Quelle est la meilleure manière de discuter des risques psychosociaux (RPS) en entreprise ? Telle est la question à laquelle les partenaires sociaux tentent – parfois difficilement – de répondre, puisque la discussion sur ces fameux RPS figure depuis quelques années à l’agenda social obligatoire dans les entreprises. Avec pour but d’éviter que le mal-être au travail, voire le « burn out », le harcèlement ou, pire, les suicides professionnels ne se banalisent. Telle était, également, la question centrale de la journée du 12 septembre, organisée à Paris et intitulée « Du travail comme risque, au travail comme source de santé et d’efficacité ». Elle clôturait plusieurs mois d’échanges entre partenaires sociaux, sous la houlette de l’Agence nationale pour l’amélioration des conditions de travail (Anact), de l’Observatoire social et international (OSI) et de Réalité et dialogue social (RDS).
Les chefs d’entreprise responsables
Faut-il diagnostiquer précisément le niveau de bien-être ou de mal-être des salariés, discuter de façon moins formelle, s’attacher plus largement à la question de la santé au travail ou ne se focaliser que sur les fameux risques psychosociaux ? Dans ce débat, Henri Lachman, président du conseil de surveillance de Schneider Electric et corédacteur du rapport Lachman-Pénicaud-Larose consacré au bien-être et à l’efficacité au travail en 2010, avait un diagnostic tout à fait personnel. Et particulièrement volontariste. « Il faut mettre le »mistigri » [à savoir la responsabilité, NDLR] sur le dos des managers, des chefs d’entreprise et des conseils d’administration », a-t-il affirmé. « Car la santé au travail n’est pas l’affaire des médecins mais celle des managers. » Les chefs d’entreprise doivent comprendre qu’il existe une relation étroite entre bien-être au travail et efficacité. Et que salariés et patrons ont, en la matière, une profonde communauté d’intérêts. Mais le rôle le plus important revient aux managers de proximité. Lesquels, ces dernières années, ont justement vu leur rôle être profondément bouleversé, et même souvent se déliter.
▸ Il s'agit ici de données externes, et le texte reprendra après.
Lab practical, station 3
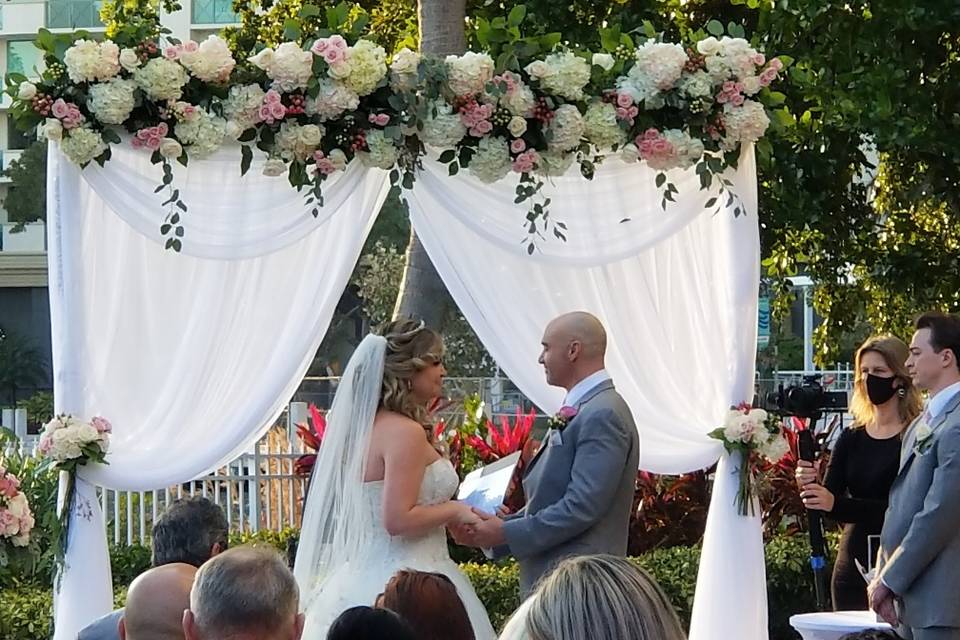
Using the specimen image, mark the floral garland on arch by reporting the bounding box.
[6,5,789,252]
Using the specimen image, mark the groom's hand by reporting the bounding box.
[472,509,507,549]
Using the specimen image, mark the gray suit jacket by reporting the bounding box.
[77,609,123,640]
[878,394,960,628]
[497,381,640,596]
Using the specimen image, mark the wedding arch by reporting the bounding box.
[7,5,783,640]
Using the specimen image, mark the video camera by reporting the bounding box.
[765,374,847,421]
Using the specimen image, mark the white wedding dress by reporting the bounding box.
[303,458,496,640]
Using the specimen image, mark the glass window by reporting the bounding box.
[193,0,239,24]
[7,40,43,77]
[47,0,103,29]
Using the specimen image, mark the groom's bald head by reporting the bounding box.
[540,311,607,389]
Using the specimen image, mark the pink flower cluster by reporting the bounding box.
[513,148,540,173]
[310,35,348,65]
[634,127,674,166]
[260,89,287,124]
[616,93,640,126]
[757,54,783,87]
[460,100,493,138]
[367,113,390,127]
[163,40,200,60]
[717,82,759,107]
[52,98,83,129]
[132,122,170,150]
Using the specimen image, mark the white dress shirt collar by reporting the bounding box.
[927,382,960,420]
[563,369,610,407]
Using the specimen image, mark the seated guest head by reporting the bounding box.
[327,607,417,640]
[183,547,303,640]
[151,496,228,567]
[526,555,685,640]
[119,562,197,640]
[377,570,474,640]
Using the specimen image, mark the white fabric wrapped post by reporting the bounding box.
[48,145,389,640]
[408,149,767,640]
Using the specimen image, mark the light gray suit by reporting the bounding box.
[496,380,640,596]
[878,394,960,640]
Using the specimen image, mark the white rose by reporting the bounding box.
[593,53,616,71]
[120,49,140,71]
[17,82,37,100]
[507,116,527,138]
[263,158,287,178]
[697,36,720,56]
[43,118,63,141]
[300,124,323,147]
[160,138,183,159]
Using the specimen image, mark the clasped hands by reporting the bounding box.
[447,505,510,549]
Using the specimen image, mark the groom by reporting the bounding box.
[454,312,640,597]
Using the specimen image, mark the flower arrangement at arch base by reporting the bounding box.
[39,415,113,576]
[6,0,790,252]
[707,403,790,516]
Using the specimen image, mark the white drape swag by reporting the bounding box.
[49,147,767,640]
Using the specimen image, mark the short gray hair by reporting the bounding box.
[525,556,686,640]
[190,546,300,638]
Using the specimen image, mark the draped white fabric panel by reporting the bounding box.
[409,149,767,640]
[48,146,389,640]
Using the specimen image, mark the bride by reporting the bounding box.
[294,320,496,640]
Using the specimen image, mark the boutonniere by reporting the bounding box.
[913,422,933,456]
[548,407,579,431]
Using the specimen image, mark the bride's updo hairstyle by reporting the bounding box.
[380,318,443,444]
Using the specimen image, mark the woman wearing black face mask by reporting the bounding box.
[797,336,922,611]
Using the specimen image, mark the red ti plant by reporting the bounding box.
[467,407,537,464]
[293,403,327,476]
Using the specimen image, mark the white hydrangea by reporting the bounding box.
[663,129,704,169]
[306,78,360,122]
[223,84,266,131]
[176,109,227,158]
[722,100,770,150]
[63,40,120,82]
[583,100,626,150]
[343,40,387,96]
[60,127,107,166]
[133,58,190,100]
[276,121,324,162]
[526,51,590,100]
[547,104,584,151]
[537,150,577,176]
[446,51,495,96]
[359,129,398,169]
[680,70,713,98]
[500,80,537,117]
[469,136,513,183]
[390,47,420,91]
[249,42,313,92]
[87,78,137,124]
[180,35,237,83]
[420,101,467,149]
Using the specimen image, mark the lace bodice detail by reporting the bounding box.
[363,458,460,566]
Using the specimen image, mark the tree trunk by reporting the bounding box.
[393,0,467,329]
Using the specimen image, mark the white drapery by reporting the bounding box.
[409,149,767,640]
[48,145,389,640]
[49,147,766,640]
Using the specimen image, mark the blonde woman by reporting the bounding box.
[500,555,686,640]
[797,336,922,611]
[294,320,496,640]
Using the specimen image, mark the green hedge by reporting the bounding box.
[0,531,815,640]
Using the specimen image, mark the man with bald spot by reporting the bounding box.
[454,312,640,597]
[119,562,197,640]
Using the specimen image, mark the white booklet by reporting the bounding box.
[457,451,520,513]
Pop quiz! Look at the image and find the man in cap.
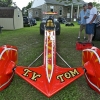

L’entreprise source importante de bien-être
D’un côté, jamais l’importance du travail comme source potentielle de développement personnel, de socialisation, d’accomplissement, de lien social, n’a été aussi forte. « En France, ce lien est très particulier », a rappelé Henri Lachman. Le rôle du travail est primordial. « Quand l’école éprouve toutes les difficultés à jouer son rôle, quand la famille fout le camp, le travailleur a vraiment un besoin de lien social et de bien-être au travail », remarque Henri Lachman. Le travail, c’est donc… la santé ! Mais si les attentes sont de plus en plus fortes, l’entreprise, de son côté, n’y répond plus ou trop rarement. « Dans les grandes entreprises, les managers de proximité n’existent plus », affirme le patron de Schneider. Car ces managers sont monopolisés par des tâches de reporting, englués dans des processus de plus en plus nombreux qui, souvent, tiennent lieu de recette de management.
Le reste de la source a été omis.